Despite a report showing Canada’s greenhouse gas emissions rose in 2019, the federal environment minister says the country is right where it needs to be to start seeing them fall.
The national inventory report filed each April to the United Nations Framework Convention on Climate Change says in 2019, the country’s emissions were 730 million tonnes of carbon dioxide and its equivalents.
Once in the atmosphere carbon dioxide and other greenhouse gases trap heat, which causes climate change.
The 2019 report shows Canada emitted about one million tonnes more of these gases than the previous year.
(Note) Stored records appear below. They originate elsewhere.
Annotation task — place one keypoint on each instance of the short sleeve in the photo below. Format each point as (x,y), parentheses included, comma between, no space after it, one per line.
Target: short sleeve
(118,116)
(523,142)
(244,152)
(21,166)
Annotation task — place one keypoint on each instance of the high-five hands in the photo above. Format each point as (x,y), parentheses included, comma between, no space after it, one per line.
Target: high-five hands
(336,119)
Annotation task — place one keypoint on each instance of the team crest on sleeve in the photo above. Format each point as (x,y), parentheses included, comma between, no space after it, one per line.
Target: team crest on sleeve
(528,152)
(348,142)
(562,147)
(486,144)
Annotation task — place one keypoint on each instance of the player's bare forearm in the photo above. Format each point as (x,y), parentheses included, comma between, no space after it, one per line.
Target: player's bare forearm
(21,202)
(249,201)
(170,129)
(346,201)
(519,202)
The latest findings show its emissions levels to be closer to where they were in 2005 compared to where the government has promised they will be by 2030.
By that year, Canada has a target to reduce greenhouse gas emissions to 511 million tonnes.
Canada’s environment and climate change minister said without existing federal climate-change policies its modelling shows 2019 emissions would have been 34 million tonnes higher.
“What it tells us is we actually are very much on track to exceeding this current target. Of course we need to do more going forward,” Jonathan Wilkinson said Monday.
Among the policies his department credits for resulting in lower than forecasted emissions was a national carbon price.
Ottawa imposed a fuel charge on Saskatchewan, Manitoba, Ontario and New Brunswick in April 2019, after it said a sufficient standard wasn’t included in the plans developed by each province.
New Brunswick eventually submitted its own scheme, which Ottawa approved, while Alberta became subject to the federal price after getting rid of its own.
Wilkinson said Monday that many of the federal emissions-reduction measures come into place progressively, such as the carbon tax.
The price per tonne will increase by $10 until 2022 when it reaches $50, and after that increases by $15 until it reaches $170 a tonne.
Wilkinson said regulations around methane and a clean fuel standard are also only starting to take hold.
“We’ve seen good progress and we’ve seen progress in line with what we told Canadians they should see.”
The national inventory report summitted to the UN has a two-year lag. Wilkinson said the 2021 study, which will focus on emissions in 2020, should show a decline.
He acknowledged part of that will no doubt be from the COVID-19 pandemic, where millions of Canadians stayed home instead of driving to work or travelling.
“We believe, just in absolute terms, taking out the effects of the pandemic, you’re going to see an absolute reduction next year and every year thereafter,” said Wilkinson.
Canada presented an updated climate plan last December that it promises to reduce emissions even further, and put the country on a path to reach net-zero emissions by 2050.
Prime Minister Justin Trudeau is also expected to unveil new emissions targets for 2030 around a climate summit hosted by United States President Joe Biden.